According to the Public Prosecution’s 10-minute video detailing its investigation, the first train came to an unexpected halt at the Senussi intersection between the Maragha and Tahta stations in Sohag, where a second Cairo-bound train crashed into it from behind. The Public Prosecution said that the first train stopped as the result of an air pressure control valve being closed, noting that this did not appear to have been caused by someone pulling one of the emergency levers stationed in each of the train carriages, but without clarifying whether the valve was intentionally closed in some other way or whether it was the result of an engineering fault.  

The description also contradicted a statement released immediately after the incident in which the National Railway Authority accused an “unknown party” of pulling a lever, bringing the first train to a sudden halt between the two stations. 

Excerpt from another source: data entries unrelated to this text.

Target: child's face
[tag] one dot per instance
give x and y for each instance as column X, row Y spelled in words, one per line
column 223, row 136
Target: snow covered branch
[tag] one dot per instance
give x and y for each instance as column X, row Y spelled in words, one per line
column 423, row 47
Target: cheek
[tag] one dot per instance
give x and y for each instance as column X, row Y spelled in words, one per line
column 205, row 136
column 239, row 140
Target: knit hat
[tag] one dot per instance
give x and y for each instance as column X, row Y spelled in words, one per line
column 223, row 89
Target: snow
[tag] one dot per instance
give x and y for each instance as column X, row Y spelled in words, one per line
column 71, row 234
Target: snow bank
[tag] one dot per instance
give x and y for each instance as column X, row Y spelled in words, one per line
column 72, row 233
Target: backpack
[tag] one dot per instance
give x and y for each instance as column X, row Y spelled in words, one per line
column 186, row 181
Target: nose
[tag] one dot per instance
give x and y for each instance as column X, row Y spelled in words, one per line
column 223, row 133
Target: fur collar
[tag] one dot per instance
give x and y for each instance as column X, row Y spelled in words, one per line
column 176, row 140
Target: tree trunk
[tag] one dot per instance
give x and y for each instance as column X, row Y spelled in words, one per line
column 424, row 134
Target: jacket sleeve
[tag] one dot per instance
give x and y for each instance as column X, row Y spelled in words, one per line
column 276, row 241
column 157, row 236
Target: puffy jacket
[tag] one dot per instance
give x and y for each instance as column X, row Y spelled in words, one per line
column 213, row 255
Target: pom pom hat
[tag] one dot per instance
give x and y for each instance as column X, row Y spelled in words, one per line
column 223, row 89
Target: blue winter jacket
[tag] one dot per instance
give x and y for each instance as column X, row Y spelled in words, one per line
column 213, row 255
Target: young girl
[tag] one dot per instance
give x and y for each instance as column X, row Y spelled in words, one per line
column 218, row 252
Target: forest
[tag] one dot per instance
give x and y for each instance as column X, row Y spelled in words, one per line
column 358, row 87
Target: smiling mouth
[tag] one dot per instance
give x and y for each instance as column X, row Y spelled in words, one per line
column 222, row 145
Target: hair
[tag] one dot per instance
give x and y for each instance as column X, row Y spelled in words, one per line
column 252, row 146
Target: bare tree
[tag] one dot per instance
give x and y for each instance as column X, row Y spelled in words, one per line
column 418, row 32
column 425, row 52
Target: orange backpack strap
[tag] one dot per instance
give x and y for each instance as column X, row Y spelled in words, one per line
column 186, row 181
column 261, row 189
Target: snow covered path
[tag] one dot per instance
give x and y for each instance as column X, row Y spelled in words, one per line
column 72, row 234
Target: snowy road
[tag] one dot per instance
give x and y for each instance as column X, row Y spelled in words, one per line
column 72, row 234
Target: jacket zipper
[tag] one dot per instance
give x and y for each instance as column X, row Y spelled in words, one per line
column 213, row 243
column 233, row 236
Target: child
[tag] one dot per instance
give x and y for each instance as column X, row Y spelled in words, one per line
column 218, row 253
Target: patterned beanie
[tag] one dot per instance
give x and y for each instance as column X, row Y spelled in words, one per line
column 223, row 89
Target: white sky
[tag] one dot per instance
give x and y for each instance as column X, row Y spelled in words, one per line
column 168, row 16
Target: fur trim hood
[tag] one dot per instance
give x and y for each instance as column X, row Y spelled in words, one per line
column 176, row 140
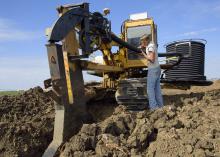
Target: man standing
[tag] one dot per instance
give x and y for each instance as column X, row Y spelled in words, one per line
column 154, row 71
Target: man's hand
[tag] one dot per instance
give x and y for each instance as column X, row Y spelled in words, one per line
column 150, row 56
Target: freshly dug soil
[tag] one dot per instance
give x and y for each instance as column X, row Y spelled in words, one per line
column 26, row 123
column 189, row 125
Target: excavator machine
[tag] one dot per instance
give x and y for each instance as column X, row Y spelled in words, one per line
column 77, row 34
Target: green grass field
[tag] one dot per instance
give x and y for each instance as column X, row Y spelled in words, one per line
column 10, row 93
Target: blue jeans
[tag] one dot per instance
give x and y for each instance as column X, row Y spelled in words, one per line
column 153, row 88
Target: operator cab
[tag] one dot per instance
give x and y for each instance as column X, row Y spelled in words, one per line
column 134, row 29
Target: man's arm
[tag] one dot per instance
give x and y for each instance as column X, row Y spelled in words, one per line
column 150, row 55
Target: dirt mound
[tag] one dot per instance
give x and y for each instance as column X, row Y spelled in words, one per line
column 26, row 123
column 187, row 126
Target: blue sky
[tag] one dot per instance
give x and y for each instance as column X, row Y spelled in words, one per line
column 23, row 58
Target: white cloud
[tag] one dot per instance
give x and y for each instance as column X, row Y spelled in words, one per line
column 9, row 32
column 199, row 32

The prosecution recorded testimonies from the drivers and assistant drivers of both trains and staff responsible for manning signal towers and for regional monitoring, noting a number of irregularities. According to the prosecution, the driver of the second train and his assistant failed to respond to yellow and red emergency lights on the track which should have alerted them to slow down and brake before the site of the collision, with the prosecution adding that it had run a simulation of the incident which showed that the second train would have had sufficient stopping distance had it responded to the lights. Both the driver and his assistant claimed that the lights on the track were green, giving them the go ahead to continue. The prosecution also noted that both the assistant driver and the driver gave different accounts of the incident, with both claiming to have been driving the train at the time of the collision. 

According to the prosecution, the assistant driver of the first train and the guard in the Maragha control tower tested positive for drug use, while the head of the signal department in Assiut, which is responsible for monitoring train movement, was absent from his post at the time of the accident, leaving his two assistants in charge, who failed to alert the trains before the crash occurred. Railway authority staff are frequently drug tested.

The Sohag train crash, which left 20 people dead and around 200 injured, triggered public outrage. An initial death toll of more than 30 people was later adjusted downward by the Health Ministry. The total cost of the incident was put at LE25.8 million. Fatal train crashes are not infrequent in Egypt, with the most recent major incident taking place in February 2019 at Cairo’s Ramses Railway Station, leaving 20 people dead.

Before the investigations were complete, the Public Prosecution had issued arrest warrants on March 29 for the drivers of both trains, their assistants, a guard at the signal tower near the Maragha train station, and the head and two employees of the Assiut Central Control Station.

In another presser held the day after the accident, Wazir stated that the ministry has allocated around LE225 billion to develop the railway system, and that citizens “should have patience” until the process is complete. Although the ATC slows train speeds to 80 kilometers per hour, and would increase all trip times by 25 percent [if fully implemented across Egypt’s rail system], the minister said that he would not allow trains to operate without the ATC technology from now on, and that “delaying trains is the only way to escape accidents, and citizens must endure it.” Wazir also shot down the prospect of his resignation, saying, “if I resigned, I’d be a traitor,” the privately owned Al-Shorouk reported. Wazir’s predecessor, Hisham Arafat, resigned in 2019 following the Ramses crash. 

A source from the National Railway Authority who spoke to Mada Masr on condition of anonymity at the time said that linking the incident to railway development is a way for the authorities to circumvent responsibility and lay the blame instead on junior employees. The source said the accident is the result of mismanagement that requires accountability for all those responsible, from the train driver all the way to the transport minister, the head of the National Railway Authority and his deputy.